# Coils for Kylin 2 to accommodate 40W - 50W for best flavour



## SeekerZA (19/1/20)

Hi

I recently moved from Vincee X and Fetch to Vaporesso Gen and Kylin 2. However, i'm struggling to find dual coil setup for best flavour around the 40 - 50Watt range.

Coming from the POD devices, i only had to play around with 30 - 35Watt to find the sweet spot on the flavours. 

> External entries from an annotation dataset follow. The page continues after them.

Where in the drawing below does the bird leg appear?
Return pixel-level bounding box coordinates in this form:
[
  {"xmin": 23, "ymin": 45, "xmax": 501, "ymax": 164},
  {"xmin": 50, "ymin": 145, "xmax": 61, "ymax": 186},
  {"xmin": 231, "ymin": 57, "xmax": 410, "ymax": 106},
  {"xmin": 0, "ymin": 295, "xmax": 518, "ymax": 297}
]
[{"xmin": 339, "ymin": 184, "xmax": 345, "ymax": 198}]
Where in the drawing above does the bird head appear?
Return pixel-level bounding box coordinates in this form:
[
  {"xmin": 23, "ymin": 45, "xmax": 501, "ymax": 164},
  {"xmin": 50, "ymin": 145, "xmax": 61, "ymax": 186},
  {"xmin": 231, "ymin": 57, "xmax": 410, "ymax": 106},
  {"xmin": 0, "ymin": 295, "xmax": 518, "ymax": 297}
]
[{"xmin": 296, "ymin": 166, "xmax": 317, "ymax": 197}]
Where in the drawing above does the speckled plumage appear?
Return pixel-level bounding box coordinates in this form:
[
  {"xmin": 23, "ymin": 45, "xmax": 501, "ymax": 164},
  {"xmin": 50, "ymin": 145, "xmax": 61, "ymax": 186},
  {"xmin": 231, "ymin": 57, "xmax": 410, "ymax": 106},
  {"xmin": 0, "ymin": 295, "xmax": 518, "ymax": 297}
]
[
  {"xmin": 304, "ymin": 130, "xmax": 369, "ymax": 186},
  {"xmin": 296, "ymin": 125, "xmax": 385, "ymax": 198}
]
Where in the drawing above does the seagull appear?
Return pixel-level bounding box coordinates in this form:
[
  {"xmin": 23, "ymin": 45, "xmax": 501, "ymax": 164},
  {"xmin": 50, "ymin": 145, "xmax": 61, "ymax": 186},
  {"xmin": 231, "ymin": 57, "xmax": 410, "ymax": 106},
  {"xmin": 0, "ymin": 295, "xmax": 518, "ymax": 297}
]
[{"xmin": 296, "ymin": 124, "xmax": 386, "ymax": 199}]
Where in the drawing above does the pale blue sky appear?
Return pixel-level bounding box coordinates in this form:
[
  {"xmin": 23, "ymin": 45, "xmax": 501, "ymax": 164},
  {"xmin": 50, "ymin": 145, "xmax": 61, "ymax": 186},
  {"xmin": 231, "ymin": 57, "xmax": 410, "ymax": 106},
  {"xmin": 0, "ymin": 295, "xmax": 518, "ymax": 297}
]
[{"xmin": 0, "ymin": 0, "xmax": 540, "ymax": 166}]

Current dual coil setup gives 0.25Ohm. And vaping it at 55W is still a hot learning curve for me  I switched from the POD system to a mod hoping for better flavour. Should i try single coil to give around the 0.4ohm mark or is there a dual coil setup to give similar resistance, allowing me to vape at lower Watts?


----------



## Braam Karsten (20/1/20)

Hi, you can try the coil company nano fused Clapton or nano alien 6 wrap. the nano fuse ohm out at 0.86-0.90 ohm single and 0.42-0.46 duel, but my personal favorite is the nano aliens witch ohm out on 0.44-0.46 single and 0.21-0.23 dual. the aliens has much better flavor

Reactions: Like 1


----------



## SeekerZA (20/1/20)

Thank you. Ordered the Nano Fused Clapton's. Will try the nano Aliens next

Reactions: Like 1


----------